The War of 1812, like the American Revolution, was a valiant contest for survival on the part of the spirit of freedom. It was essentially akin to the world-wide struggle of a century later, when sons of the old foemen of 1812—sons of the painted Indians and of the Kentucky pioneers in fringed buckskins, sons of the New Hampshire ploughboys clad in homespun, sons of the Canadian militia and the red-coated regulars of the British line, sons of the tarry seamen of the Constitution and the Guerrière—stood side by side as brothers in arms to save from brutal obliteration the same spirit of freedom. And so it is that in Flanders fields today the poppies blow above the graves of the sons of the men who fought each other a century ago in the Michigan wilderness and at Lundy's Lane.

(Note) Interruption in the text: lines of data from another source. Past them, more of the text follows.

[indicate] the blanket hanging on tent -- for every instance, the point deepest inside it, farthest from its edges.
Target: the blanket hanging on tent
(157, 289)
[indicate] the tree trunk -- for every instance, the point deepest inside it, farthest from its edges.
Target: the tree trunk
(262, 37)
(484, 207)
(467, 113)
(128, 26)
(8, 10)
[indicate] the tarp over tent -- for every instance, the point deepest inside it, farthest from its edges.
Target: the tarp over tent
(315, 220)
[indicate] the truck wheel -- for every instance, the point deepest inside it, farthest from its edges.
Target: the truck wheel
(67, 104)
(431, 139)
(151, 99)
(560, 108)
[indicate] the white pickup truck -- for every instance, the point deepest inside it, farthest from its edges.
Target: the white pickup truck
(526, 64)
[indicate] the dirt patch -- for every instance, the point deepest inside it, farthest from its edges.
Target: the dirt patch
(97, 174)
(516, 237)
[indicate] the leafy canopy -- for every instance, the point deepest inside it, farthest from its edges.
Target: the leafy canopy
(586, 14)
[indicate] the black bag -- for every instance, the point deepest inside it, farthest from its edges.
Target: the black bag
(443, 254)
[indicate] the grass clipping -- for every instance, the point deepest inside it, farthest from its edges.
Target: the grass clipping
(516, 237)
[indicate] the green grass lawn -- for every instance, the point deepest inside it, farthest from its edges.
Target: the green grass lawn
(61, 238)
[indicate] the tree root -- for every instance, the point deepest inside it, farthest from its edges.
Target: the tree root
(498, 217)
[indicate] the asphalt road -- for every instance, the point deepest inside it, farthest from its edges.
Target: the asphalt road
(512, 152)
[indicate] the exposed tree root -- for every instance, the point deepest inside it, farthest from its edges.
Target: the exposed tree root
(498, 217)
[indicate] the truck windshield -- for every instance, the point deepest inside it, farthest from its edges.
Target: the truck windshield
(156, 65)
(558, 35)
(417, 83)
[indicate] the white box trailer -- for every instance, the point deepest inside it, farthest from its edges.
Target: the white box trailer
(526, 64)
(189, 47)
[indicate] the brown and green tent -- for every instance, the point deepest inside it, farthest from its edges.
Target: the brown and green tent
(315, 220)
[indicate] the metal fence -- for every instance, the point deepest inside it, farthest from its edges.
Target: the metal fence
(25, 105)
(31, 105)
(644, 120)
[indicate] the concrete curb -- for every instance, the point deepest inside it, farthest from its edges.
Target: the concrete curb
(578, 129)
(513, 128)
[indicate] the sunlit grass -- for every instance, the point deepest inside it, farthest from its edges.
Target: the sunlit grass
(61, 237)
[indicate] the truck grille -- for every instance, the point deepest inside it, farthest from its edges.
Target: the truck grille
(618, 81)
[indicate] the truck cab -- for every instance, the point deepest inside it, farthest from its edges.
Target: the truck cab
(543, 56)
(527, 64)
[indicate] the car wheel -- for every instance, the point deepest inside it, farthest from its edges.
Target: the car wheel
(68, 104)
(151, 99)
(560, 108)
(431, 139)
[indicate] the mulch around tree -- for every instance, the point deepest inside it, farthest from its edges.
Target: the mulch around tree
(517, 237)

The causes and the background of the War of 1812 are presented elsewhere in this series of Chronicles. Great Britain, at death grips with Napoleon, paid small heed to the rights and dignities of neutral nations. The harsh and selfish maritime policy of the age, expressed in the British Navigation Acts and intensified by the struggle with Napoleon, led the Mistress of the Seas to perpetrate indignity after indignity on the ships and sailors which were carrying American commerce around the world. The United States demanded a free sea, which Great Britain would not grant. Of necessity, then, such futile weapons as embargoes and non-intercourse acts had to give place to the musket, the bayonet, and the carronade. There could be no compromise between the clash of doctrines. It was for the United States to assert herself, regardless of the odds, or sink into a position of supine dependency upon the will of Great Britain and the wooden walls of her invincible navy.